The problem is that AI reflects our consciousness back to us. People who believe in separation, in competition, in a dog-eat-dog world are creating AI in their own image.
Trapped in a prison built and guarded by the false self, they are unaware of the beauty of nature—the web of relationships that underpin our shared reality.
AI is not the problem.
Separation consciousness is.
I look up, and the adverts on the train are for AI platforms and warnings against abusing railway staff or engaging in inappropriate sexual behaviour on public transport. At the station, the posters encourage you to report potential terrorist activity.

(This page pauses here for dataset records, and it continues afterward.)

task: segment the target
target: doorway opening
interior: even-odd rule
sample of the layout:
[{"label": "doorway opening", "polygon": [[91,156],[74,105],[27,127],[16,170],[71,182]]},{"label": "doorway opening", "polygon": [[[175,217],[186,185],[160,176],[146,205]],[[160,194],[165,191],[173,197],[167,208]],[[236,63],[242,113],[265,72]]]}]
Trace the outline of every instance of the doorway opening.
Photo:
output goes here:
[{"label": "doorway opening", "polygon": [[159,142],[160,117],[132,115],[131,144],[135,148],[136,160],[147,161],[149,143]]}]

Down in the street, five unmarked police cars scream round the corner and tear down the narrow side streets—adrenaline pumping, blue lights strobing off the red-brick houses.

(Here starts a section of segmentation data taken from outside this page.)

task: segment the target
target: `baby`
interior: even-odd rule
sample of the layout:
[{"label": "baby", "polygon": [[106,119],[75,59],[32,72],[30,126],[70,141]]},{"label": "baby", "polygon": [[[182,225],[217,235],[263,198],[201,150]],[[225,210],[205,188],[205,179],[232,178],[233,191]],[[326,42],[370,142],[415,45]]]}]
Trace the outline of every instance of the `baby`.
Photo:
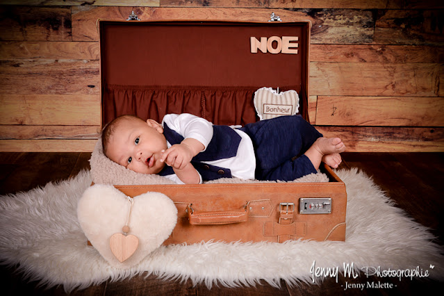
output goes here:
[{"label": "baby", "polygon": [[322,161],[338,167],[345,150],[339,138],[323,138],[299,115],[242,128],[191,114],[169,114],[162,124],[124,115],[105,126],[102,144],[107,157],[129,170],[186,184],[223,177],[291,181],[315,173]]}]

For a moment, I’m in a dystopian fantasy.
And then a tiny mackerel-striped cat approaches, and I stop and say out loud to them, “Oh hello, little beauty.” A mother and her teenage daughter look at me, trying not to laugh. We make eye contact and smile.

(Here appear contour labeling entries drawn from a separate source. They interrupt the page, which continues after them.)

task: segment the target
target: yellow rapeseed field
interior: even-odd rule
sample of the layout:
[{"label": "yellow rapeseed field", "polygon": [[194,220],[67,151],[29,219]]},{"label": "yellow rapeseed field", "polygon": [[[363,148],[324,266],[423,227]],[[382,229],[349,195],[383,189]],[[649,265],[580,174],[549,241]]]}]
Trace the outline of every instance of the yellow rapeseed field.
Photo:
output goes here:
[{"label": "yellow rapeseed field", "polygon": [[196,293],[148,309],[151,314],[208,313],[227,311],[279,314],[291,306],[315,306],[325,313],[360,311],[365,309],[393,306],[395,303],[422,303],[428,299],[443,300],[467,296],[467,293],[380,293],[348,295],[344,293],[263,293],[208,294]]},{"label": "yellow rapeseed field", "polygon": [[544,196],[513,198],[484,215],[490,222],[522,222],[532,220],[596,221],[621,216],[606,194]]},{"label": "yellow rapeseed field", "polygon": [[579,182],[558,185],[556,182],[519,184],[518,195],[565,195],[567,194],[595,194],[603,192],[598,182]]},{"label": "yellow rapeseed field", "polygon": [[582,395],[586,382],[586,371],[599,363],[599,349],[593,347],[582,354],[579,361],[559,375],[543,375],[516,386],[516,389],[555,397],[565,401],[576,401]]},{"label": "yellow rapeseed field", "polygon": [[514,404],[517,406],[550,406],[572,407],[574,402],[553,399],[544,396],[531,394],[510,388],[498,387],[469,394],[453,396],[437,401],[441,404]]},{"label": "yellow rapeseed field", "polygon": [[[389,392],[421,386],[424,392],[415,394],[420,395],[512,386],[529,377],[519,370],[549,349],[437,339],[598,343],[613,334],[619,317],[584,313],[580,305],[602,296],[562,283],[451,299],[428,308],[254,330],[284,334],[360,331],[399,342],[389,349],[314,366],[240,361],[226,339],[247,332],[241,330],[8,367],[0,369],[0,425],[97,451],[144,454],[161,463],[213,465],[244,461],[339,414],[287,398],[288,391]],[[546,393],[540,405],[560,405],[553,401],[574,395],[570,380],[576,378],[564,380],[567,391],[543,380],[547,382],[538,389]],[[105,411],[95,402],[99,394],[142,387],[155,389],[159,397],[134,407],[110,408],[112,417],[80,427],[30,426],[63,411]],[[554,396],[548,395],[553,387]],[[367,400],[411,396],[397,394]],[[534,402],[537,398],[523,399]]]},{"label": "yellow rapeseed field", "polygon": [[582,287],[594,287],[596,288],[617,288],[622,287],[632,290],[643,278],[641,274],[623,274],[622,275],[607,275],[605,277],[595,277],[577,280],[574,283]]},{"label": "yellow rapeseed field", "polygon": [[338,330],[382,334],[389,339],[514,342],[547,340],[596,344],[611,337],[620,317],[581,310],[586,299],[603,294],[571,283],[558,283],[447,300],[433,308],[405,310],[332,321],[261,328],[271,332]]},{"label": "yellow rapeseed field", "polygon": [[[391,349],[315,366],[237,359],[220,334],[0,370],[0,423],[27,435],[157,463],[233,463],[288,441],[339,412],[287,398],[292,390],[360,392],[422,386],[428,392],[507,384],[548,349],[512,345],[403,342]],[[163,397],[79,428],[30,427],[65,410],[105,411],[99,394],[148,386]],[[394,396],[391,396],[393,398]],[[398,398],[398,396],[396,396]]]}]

All I can tell you is—it works out.
Even though many are afraid, and many are being attacked—
This is the time to grow our humanity. Maybe there was a time when being compassionate and kind felt risky.
But it is our humanity that will see us through.
Cuddling up on the couch with the dog slobbering everywhere, hearing about brass band practice and which robot sticker goes where, a stomach full of pizza and my old friend—both of us with salt and pepper in our stubble.
This is it.
Friendship.
Curiosity.
Open minds and hearts.
All I can tell you is—it works out.
And the meek—meaning the compassionate, humane humans, and all of our animal and plant kin—do inherit the earth.